Wir diskutieren darüber, ob Datenpools gut oder böse sind. Das ist aber irrelevant, die Menschen haben sich doch längst entschlossen, Google und Facebook zu nutzen. Zum ersten Mal führen Kunden eine industrielle Revolution an, nicht Unternehmen.

Aber viele fürchten die Datensammler.

Es wundert mich immer wieder, warum die Leute so große Angst davor haben, ihre Daten den Konzernen zu geben. Aus den sozialen Netzwerken von Google und Facebook können Sie wieder austreten. Es wird dagegen viel zu wenig darüber geredet, wie viel Daten Staaten über uns Menschen sammeln, und aus denen können Sie nicht austreten.

Was ist Ihre persönliche Konsequenz?

Ich erzeuge ganz viele Daten. Klingt komisch, ist aber total rational.

Können Sie das erklären?

Sie werden es nicht schaffen, keine Daten zu erzeugen. Je weniger Daten Sie erzeugen, desto leichter sind Sie zu extrahieren. Wenn Sie sehr viele Daten erzeugen, ist es ziemlich teuer, sich ein Bild von Ihnen zu machen. Je mehr Daten Sie erzeugen, umso besser. Am besten, Sie leisten sich drei Handys, und ab und zu geben Sie eins davon den Kindern mit.
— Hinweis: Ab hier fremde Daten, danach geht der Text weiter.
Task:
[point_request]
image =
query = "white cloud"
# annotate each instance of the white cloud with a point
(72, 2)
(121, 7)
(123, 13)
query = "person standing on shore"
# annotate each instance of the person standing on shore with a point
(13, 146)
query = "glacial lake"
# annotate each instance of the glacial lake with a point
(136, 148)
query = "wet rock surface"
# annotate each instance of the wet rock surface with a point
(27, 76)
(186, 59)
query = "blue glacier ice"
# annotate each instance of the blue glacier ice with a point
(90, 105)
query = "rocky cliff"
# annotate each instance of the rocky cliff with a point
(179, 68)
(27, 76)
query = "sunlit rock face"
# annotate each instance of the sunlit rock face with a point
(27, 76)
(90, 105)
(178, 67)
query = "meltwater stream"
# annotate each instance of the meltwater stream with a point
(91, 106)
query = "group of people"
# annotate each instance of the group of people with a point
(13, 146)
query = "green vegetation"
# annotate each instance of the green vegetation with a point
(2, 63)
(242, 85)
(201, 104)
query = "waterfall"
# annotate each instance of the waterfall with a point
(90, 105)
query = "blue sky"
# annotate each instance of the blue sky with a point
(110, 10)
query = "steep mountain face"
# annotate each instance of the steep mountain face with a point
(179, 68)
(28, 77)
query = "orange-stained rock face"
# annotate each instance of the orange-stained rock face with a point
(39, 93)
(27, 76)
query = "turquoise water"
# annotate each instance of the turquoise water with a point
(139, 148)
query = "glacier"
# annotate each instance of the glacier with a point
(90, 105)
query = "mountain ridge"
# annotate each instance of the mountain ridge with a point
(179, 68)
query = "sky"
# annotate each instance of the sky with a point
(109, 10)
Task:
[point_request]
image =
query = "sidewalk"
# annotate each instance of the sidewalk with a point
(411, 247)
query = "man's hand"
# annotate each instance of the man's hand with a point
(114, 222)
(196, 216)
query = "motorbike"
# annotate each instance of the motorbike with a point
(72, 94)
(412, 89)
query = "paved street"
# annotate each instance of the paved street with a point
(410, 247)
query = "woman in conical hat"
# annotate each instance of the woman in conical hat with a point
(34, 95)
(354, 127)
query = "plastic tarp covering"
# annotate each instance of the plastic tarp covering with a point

Chris Boos, geboren 1972, hat an der TU Darmstadt und an der ETH Zürich studiert. 1995, als künstliche Intelligenz als wenig aussichtsreich galt, gründete er die Firma Arago und leistete erst einmal jahrelange Grundlagenarbeit. Heute ist Arago einer der Pioniere der künstlichen Intelligenz.